One dilemma studio owners may face: what to do about your most serious dancers, who may be juggling outside intensives with any summer programming that you offer.

Consider making their participation flexible. For Boniszweski's summer program, competitive dancers must take six of the 12 classes offered over a six-week period, as well as the four-day summer camp, which takes place in mid-August. "This past summer, because of COVID, they paid for six but were able to take all 12 if they wanted," she says. "Lots of people took advantage of that."

For Koch, it didn't make sense to require her intensive dancers to participate in summer programming, partly because she earned more revenue catering to younger students and partly because her older students often made outside summer-training plans. "That's how you build a well-rounded dancer—you want them to go off and get experience from teachers you might not be able to bring in," she says.

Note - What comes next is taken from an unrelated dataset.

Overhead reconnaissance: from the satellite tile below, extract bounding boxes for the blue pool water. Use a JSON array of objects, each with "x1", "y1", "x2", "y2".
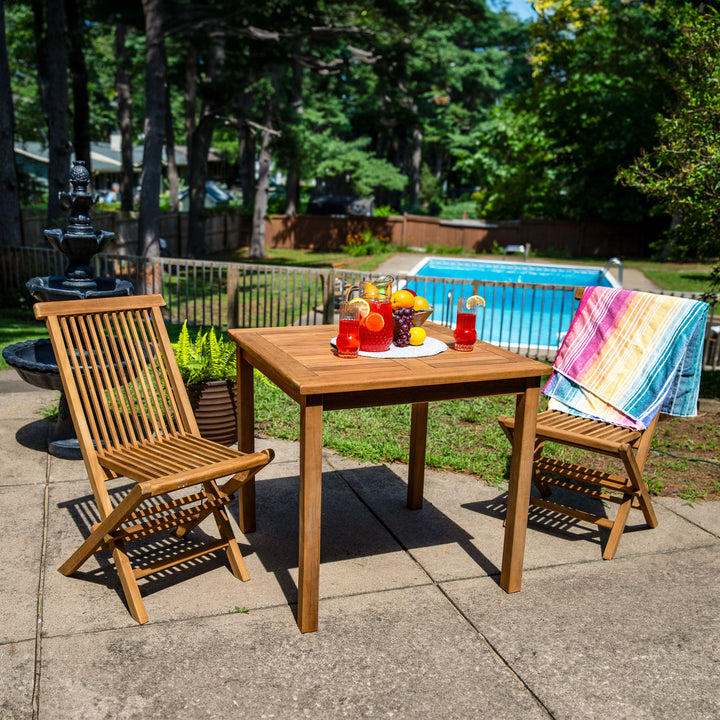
[{"x1": 407, "y1": 258, "x2": 617, "y2": 349}]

Another option: Offering private lessons. Your more serious dancers can take advantage of flexible one-on-one training, and you can charge higher fees for individualized instruction. Consider including a financial incentive to get this kind of programming up and running. "Five years ago, we saw that some kids were asking for private lessons, so we created packages: If you bought five lessons, you'd get one for free—to get people in the door," says Boniszewksi. "After two years, once that program took off, we got rid of the discount. People will sign up for as many as 12 private lessons."

A large group of students stretch in a convention-style space with large windows. They follow a teacher at the front of the room in leaning over their right leg for a hamstring stretch

Koch's summer convention experience several years ago. Photo courtesy East County Performing Arts Center

Bring the (big) opportunities to your students

If you do decide to target older, more serious dancers for your summer programming, you may need to inject some dance glamour to compete with fancier outside intensives.

Bring dancers opportunities they wouldn't have as often during the school year. For Boniszewski, that means offering virtual master classes with big-name teachers, like Misha Gabriel and Briar Nolet. For Koch, it's bringing the full convention experience to her students—and opening it up to the community at large. In past years, she's rented her local community center for a weekend-long in-house convention and brought in professional ballet, jazz, musical theater and contemporary guest teachers.

In 2019, the convention was "nicely profitable" while still an affordable $180 per student, and attracted 120 dancers, a mix of her dancers and dancers from other studios. "It was less expensive than going to a big national convention, because parents didn't have to worry about lodging or travel," Koch says. "We wanted it to be financially attainable for families to experience something like this in our sleepy little town."